Summary and Conclusion

In summary, it is notable that the U.S undertakes her international investments through diverse strategies. The government undertakes the investment through the official government assets and reserves. These are taken to the marketplace through the financial markets and other appropriate avenues. The government also invests the stock and securities in the global financial marketplace. The government normally trades the stocks and securities through larger financial institutions. The U.S. multinational companies have also played significant role in the international investment practices.

The U.S. international investment also takes place through the trading of gold stocks. It is notable that the U.S international investments abroad has had mixed performance. The historical marketplace investment activities started several years ago and eventually took shape in the 1950s and 1960s. The formation of two regulator bodies contributed to easing the challenges in the international investment practices. The foreign direct investments into the U.S. have surpassed that of the government’s direct investments abroad.

List of References

Bureau of Economic Analysis (BEA) 2012, U.S. Net International Investment Position at Yearend 2011. Web.

Bureau of Economic Analysis (BEA) 2013a, U.S. Net International Investment Position: End of the Fourth Quarter and Year 2012. Web.

Bureau of Economic Analysis (BEA) 2013b, U.S. Direct Investment Abroad. Web.

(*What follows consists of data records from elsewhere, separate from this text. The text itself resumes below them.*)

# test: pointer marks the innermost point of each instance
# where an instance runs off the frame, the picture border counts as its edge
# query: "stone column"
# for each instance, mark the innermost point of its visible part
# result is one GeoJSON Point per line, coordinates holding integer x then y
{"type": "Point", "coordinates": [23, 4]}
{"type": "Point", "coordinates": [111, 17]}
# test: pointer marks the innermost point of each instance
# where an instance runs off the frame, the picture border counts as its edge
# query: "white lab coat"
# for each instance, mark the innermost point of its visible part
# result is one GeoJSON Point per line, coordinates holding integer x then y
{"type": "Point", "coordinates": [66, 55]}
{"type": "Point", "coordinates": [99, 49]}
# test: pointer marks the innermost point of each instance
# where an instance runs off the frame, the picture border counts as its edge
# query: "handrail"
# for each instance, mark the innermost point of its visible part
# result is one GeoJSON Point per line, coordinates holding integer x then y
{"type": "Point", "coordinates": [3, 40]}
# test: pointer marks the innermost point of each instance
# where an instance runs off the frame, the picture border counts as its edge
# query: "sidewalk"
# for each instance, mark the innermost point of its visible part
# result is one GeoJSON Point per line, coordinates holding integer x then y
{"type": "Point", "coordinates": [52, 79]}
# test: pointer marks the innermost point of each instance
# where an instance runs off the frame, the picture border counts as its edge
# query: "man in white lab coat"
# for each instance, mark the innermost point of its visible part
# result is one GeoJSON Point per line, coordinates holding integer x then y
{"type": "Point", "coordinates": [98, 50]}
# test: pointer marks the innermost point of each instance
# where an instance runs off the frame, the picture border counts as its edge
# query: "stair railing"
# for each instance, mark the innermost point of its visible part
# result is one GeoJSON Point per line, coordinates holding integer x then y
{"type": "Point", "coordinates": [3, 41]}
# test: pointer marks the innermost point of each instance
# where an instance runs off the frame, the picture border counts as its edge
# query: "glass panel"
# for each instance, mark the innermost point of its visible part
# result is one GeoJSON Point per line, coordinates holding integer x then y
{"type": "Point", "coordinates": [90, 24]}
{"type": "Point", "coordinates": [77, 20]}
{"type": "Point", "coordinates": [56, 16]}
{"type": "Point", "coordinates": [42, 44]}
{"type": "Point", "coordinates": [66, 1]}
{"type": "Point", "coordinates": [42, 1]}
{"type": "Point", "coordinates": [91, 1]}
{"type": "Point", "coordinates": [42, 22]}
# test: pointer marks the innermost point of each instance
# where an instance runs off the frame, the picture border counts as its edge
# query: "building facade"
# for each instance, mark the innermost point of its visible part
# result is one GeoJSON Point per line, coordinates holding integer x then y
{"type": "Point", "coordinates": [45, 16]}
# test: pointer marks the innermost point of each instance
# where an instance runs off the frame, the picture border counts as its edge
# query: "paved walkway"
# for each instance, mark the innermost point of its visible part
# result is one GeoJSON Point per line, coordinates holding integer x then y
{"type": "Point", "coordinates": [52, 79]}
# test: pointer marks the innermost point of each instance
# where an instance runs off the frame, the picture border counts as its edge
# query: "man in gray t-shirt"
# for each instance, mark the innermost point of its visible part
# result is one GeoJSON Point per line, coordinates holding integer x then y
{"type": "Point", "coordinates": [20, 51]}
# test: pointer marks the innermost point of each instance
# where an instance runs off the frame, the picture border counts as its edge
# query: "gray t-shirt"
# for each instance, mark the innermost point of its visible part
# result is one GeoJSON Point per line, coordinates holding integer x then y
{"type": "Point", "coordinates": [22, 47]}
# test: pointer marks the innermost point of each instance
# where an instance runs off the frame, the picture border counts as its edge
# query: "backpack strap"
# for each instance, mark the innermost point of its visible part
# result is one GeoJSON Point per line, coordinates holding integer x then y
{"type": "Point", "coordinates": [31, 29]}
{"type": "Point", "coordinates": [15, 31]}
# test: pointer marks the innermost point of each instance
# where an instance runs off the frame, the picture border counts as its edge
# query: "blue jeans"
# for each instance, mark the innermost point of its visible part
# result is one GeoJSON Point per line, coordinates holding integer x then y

Government of Canada 2013, Canada’s international investment position, fourth quarter 2012. Web.

Jackson, J 2012, . Web.

Lipsey, R., Schimberni., and Lindsay, R 1998, Changing Patterns of International Investment in and by the United States, University of Chicago Press, Chicago.

Office of the United States Trade Representative (USTR) 2012, Investment. Web.

Vandevelde, K 2005, A Brief History of International Investment Agreements, University of California, Vol. 12, pp. 157 – 194. Web.